The symbol \(\mathscr{P}\) is a curly “P”. It's fun to practice writing, but don't worry if you don't get it perfect; any curly capital “P” will do. (Same goes for the curly braces \(\{\) and \(\}\text{.}\) Lots of people have trouble writing them at first!)

In the following example we will calculate the power set of \(\{a,b,c\}\text{.}\) Before you open the example, try to write it down for yourself. What are all the possible groups of elements from that set? Remember there are two special ones you might forget (hint: reread the preceding theorems).

Let \(A = \{a,b,c\}\text{.}\) Then

\begin{equation*} \mathscr{P}(A) = \Big\{ \varnothing, \{a\}, \{b\}, \{c\}, \{a,b\}, \{a,c\}, \{b,c\}, A\Big\} \end{equation*}

It is also correct to say

\begin{equation*} \mathscr{P}(A) = \Big\{ \varnothing, \{a\}, \{b\}, \{c\}, \{a,b\}, \{a,c\}, \{b,c\}, \{a,b,c\}\Big\} \end{equation*}

(it's just a matter of notation).

The power set of \(\varnothing\) is \(\mathscr{P}(\varnothing) = \{\varnothing\}\text{.}\) The power set of the power set of \(\varnothing\) is

\begin{equation*} \mathscr{P}\Big(\mathscr{P}(\varnothing)\Big) = \Big\{\varnothing, \{\varnothing\}\Big\} \end{equation*}

The power set of the power set of the power set of \(\varnothing\) is...
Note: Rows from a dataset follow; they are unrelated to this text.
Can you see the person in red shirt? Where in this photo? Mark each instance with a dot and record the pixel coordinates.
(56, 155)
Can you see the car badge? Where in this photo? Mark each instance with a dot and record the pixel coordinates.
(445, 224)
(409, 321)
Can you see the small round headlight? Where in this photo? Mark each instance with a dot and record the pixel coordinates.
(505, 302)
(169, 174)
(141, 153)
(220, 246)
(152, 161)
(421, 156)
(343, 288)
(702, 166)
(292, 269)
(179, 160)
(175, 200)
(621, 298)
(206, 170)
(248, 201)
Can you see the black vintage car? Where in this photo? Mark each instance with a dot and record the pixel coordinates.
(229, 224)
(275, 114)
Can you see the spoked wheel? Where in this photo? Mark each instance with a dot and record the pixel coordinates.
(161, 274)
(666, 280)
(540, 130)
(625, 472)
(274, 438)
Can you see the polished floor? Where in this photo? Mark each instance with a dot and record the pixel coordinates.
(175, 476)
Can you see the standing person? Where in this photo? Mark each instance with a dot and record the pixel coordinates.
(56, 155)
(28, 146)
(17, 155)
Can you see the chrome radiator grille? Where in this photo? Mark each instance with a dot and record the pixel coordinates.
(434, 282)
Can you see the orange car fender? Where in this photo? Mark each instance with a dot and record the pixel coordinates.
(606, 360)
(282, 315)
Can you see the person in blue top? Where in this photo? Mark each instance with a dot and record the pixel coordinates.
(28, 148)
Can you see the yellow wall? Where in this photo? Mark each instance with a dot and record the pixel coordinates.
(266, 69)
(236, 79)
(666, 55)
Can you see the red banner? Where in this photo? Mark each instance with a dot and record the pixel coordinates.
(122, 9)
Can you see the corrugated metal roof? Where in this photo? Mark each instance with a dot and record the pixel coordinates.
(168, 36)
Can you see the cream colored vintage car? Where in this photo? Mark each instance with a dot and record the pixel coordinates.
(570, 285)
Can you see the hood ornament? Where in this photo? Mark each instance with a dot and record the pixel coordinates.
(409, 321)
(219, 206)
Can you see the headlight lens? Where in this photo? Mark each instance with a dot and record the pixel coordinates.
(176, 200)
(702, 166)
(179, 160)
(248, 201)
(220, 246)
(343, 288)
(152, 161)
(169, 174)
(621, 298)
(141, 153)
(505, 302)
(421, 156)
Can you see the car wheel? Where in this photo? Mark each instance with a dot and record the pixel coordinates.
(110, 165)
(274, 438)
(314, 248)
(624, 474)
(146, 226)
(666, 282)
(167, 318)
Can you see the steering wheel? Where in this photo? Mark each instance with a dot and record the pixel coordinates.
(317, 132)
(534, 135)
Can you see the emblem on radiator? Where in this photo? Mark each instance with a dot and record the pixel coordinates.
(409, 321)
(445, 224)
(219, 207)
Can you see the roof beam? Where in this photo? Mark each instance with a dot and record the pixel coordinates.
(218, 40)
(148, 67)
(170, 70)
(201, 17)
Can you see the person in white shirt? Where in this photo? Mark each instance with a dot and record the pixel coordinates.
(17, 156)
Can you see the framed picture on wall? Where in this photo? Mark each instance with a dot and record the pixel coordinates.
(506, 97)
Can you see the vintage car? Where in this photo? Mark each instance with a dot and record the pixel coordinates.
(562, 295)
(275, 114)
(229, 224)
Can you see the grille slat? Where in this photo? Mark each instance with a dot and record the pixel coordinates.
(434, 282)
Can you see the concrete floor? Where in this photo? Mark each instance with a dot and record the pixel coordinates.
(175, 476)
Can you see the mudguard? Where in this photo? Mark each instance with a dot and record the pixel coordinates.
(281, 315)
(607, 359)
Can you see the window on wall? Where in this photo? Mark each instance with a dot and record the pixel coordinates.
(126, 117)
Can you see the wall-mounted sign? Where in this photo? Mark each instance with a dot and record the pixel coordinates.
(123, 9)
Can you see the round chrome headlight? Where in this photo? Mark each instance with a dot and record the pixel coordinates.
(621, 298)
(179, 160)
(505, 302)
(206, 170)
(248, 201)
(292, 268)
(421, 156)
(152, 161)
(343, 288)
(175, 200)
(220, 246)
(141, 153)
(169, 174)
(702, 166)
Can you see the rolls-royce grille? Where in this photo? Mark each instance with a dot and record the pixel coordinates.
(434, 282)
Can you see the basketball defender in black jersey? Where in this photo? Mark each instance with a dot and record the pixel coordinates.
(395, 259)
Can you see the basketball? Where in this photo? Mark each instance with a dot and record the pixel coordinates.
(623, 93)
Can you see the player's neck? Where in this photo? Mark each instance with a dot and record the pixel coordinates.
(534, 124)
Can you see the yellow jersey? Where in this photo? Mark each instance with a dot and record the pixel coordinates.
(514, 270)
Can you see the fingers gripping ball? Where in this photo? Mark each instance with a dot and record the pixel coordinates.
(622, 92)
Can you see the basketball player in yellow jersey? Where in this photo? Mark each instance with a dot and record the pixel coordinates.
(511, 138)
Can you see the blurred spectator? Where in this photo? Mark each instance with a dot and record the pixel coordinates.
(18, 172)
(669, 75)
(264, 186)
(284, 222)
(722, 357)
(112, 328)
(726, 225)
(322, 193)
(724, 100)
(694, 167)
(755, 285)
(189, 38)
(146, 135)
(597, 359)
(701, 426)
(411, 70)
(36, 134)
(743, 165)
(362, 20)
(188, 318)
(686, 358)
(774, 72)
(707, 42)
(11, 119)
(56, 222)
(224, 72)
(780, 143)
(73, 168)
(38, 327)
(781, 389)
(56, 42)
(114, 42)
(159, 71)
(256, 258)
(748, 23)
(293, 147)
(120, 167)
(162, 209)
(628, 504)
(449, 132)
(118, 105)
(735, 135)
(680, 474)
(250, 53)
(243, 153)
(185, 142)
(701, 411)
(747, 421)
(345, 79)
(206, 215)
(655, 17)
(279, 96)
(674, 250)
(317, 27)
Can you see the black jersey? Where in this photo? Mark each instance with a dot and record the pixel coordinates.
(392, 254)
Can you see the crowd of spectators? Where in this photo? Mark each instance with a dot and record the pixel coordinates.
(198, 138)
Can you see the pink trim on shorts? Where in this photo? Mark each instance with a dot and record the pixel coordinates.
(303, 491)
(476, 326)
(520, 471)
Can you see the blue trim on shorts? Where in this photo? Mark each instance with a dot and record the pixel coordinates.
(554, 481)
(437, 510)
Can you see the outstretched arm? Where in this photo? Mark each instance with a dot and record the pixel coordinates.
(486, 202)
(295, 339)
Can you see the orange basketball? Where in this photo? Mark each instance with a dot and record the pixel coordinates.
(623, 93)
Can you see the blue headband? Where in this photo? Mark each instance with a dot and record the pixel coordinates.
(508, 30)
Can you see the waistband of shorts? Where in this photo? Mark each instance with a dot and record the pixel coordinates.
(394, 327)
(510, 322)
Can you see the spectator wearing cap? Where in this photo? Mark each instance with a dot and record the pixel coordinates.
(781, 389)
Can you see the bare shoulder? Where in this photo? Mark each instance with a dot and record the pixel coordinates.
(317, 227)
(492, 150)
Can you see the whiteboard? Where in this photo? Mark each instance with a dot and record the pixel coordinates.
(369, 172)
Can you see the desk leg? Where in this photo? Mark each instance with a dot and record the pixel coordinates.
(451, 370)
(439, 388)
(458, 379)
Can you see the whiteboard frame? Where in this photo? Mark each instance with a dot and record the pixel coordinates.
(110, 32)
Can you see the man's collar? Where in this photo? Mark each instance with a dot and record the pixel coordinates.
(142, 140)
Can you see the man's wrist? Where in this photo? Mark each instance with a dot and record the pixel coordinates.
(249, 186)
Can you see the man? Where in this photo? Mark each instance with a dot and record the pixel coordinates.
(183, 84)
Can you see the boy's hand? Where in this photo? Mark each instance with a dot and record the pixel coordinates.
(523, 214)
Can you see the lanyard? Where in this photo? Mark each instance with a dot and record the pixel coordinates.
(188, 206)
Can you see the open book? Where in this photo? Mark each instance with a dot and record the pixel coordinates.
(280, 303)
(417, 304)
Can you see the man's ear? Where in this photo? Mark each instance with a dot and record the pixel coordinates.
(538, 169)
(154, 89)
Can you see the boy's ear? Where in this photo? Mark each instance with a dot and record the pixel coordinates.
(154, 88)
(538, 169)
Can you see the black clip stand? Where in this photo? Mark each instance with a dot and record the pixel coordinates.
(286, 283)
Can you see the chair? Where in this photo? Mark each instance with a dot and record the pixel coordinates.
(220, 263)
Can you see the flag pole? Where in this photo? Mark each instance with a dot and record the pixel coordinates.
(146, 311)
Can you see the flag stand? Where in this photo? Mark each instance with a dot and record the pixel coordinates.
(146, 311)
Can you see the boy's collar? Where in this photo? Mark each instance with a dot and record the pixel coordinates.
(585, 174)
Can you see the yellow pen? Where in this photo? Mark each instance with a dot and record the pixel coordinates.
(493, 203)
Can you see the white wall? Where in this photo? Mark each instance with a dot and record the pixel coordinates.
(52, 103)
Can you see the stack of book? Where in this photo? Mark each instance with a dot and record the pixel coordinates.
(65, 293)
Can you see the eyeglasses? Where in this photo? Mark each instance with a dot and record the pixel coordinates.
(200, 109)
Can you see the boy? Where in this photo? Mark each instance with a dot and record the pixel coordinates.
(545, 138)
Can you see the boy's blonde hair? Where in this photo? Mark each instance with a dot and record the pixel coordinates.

Finally, we are often interested in knowing whether two sets are equal. This is often how we prove that being one type of object is the same as being another type of object. What does it mean for two sets to be equal? Then, we will prove a useful theorem that shows two sets are equal if they contain each other.

Definition 1.2.9.

Two sets \(A\) and \(B\) are equal if they contain exactly the same elements. In this case, we write \(A=B\text{.}\)

The sets \(\{a,b,c\}\) and \(\{a,b\}\) are unequal. If you know that \(a=1\text{,}\) \(b=2\text{,}\) and \(c=3\text{,}\) then \(\{a,b,c\}\) and \(\{1,2,3\}\) are equal. They are also equal if \(a=3\text{,}\) \(b=1\text{,}\) and \(c=2\) (etc.) Unless you know something like that, we consider \(\{a,b,c\}\) and \(\{1,2,3\}\) to be unequal.

This theorem contains the phrase “if and only if,” which we will learn about in detail shortly. Here, it means that \(A=B\) implies that \(A\) and \(B\) contain one another as subsets; and, that if \(A\) and \(B\) contain each other, then \(A=B\text{.}\) This conditional works both ways. Generally, conditional statements do not work both ways (this will be important later!)

So, we will prove this statement in two parts. First, we will prove that if \(A=B\text{,}\) then \(A \subseteq B\) and \(B \subseteq A\text{.}\) Next, we will prove that if \(A \subseteq B\) and \(B \subseteq A\text{,}\) then \(A=B\text{.}\) Truly adventurous readers may try to sketch the proof themselves, or think about how it may go, before reading the proof.

Let \(A\) and \(B\) be sets. First, suppose that \(A=B\text{.}\) This means that \(A\) and \(B\) contain exactly the same elements. Therefore, \(A \subseteq B\) because every element of \(A\) is also an element of \(B\text{.}\) Likewise, \(B \subseteq A\text{.}\)

Conversely, suppose that \(A \subseteq B\) and \(B \subseteq A\text{.}\) If \(A \subseteq B\text{,}\) then that means there are no elements of \(A\) that are not in \(B\text{.}\) If \(B \subseteq A\text{,}\) that means there are no elements of \(B\) that are not also elements of \(A\text{.}\) This means that \(A\) and \(B\) must contain exactly the same elements, so, \(A=B\text{.}\)

Thus, \(A=B\) if and only if \(A \subseteq B\) and \(B \subseteq A\text{.}\)

The word conversely means “I am turning the conditional statement around.” It is a very handy word for writing proofs with two directions.